From what i understand, as objectPoints and imagePoints have the same layout and the same order, we can expect the rotation to be null or very close to zero (or eventually one axis close to pi/2, depending on how the axes are defined). So an rvec with values like:

rvec_expected = [~0.0, ~0.0, ~0.0];
rvec_expected = [~1.57, ~0.0, ~0.0];

could you detail more on this?

I could give a more complete MRE if needed, thank you for your support

Have you tried projecting the world points to your image using your camera matrix and the recovered pose? I often find that is helpful because the structure of the error can (sometimes) lead you to the source.

Also, have you printed the tvec, and do you have an expectation of what it should be?
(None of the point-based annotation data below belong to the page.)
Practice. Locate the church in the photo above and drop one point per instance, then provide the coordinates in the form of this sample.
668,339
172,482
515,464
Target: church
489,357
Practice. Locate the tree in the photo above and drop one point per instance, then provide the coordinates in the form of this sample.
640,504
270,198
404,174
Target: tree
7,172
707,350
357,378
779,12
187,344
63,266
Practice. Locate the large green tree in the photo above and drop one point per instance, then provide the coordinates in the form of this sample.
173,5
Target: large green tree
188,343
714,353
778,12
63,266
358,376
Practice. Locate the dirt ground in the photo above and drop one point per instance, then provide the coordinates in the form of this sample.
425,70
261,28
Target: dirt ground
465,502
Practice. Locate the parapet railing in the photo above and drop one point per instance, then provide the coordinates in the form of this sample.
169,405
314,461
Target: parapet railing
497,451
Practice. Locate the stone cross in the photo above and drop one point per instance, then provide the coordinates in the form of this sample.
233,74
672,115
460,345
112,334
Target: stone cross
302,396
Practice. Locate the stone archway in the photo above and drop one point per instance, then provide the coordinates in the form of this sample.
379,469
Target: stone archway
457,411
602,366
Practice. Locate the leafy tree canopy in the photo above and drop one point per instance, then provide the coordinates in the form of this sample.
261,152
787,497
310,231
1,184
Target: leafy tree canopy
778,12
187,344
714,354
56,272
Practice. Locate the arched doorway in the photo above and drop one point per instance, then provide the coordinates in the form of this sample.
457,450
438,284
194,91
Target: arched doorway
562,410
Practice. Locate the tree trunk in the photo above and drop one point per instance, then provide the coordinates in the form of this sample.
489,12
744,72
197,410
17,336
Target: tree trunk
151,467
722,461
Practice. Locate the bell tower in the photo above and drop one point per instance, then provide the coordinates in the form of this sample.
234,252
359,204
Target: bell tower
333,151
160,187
My current best guess is that you have something wrong with your world points - something like the distance between the markers and the marker scale aren’t in agreement, or you have added an offset when you needed to subtract it (or not have it at all) etc.

Have you tried using just the points from one marker? What happens?

It looks to me like you are setting up your markers to be 2*lateral_distance - marker_size apart in X. This would imply a scale of 9:1 for maker size to X translation. In the image space your ratio of marker size to spacing is about 6:1 (I got 5.86). So that might be part of the problem. In trying to “force” the scale error out, it makes sense to me that SolvePnP would “use” a Y rotation (and the foreshortening in the X) to fit the data.

By my math, 0.137 might be closer to what you want for lateral_distance.

How did you come up with the numbers?

Once you get your scale factors figured out (or whatever the issue is), I think you might find that you need more accurate measurements for your aruco corners. Subpixel values or higher resolution images (or both), and possibly more arucos. If you want stable “close to null” estimates for your rotations, you should be prepared to put more thought/effort/changes into it.

Thank you for your inputs on this problem, you are right, there was an error in the value of lateral_distance. I fixed it, and give another try.
As you proposed, the objectsPoints have been projected with a null rotation and an approximate distance for the translation on Z axis.

    cv::Mat trueRvec = (cv::Mat_<double>(3, 1) << 0.0, 0.0, 0.0);
    cv::Mat trueTvec = (cv::Mat_<double>(3, 1) << 0.0, 0.0, 1.0);

Then, projected points are compared to pixels detected by detectMarkers()as show in the bottom figure. We can noticed the detected point are translated which is true, because both markers where not centered. The Y/X scale between both point arrays are consistent, idem for the objectPoints.

Up to this point, I then expected a null or close to zero calculated rotation from solvePnP(). However it is not the case :frowning:, the resulting rvec is:

rvec = [0.029359, -0.359715, -0.012249];

I still get unreliable result with a single aruco using SOLVEPNP_IPPE_SQUARE (2 times larger than the one previously shown), I also try to add Z depth on markers by tilting them:

Screenshot from 2024-01-17 11-46-17

that is because the picture resolution is tiny. there are mathematical limits to what’s possible. you can’t expect this to perform better. you need more image resolution. I believe already remarked on the tiny images.

You are right, i tried by multiplying the resolution by 9, and the result is much more acccurate and stable. Thank you for the support :slight_smile:

I hope that means actual sensor data, not just upsampling a bad picture.

Nope, it is real sensor data, the initial frame used was subsampled.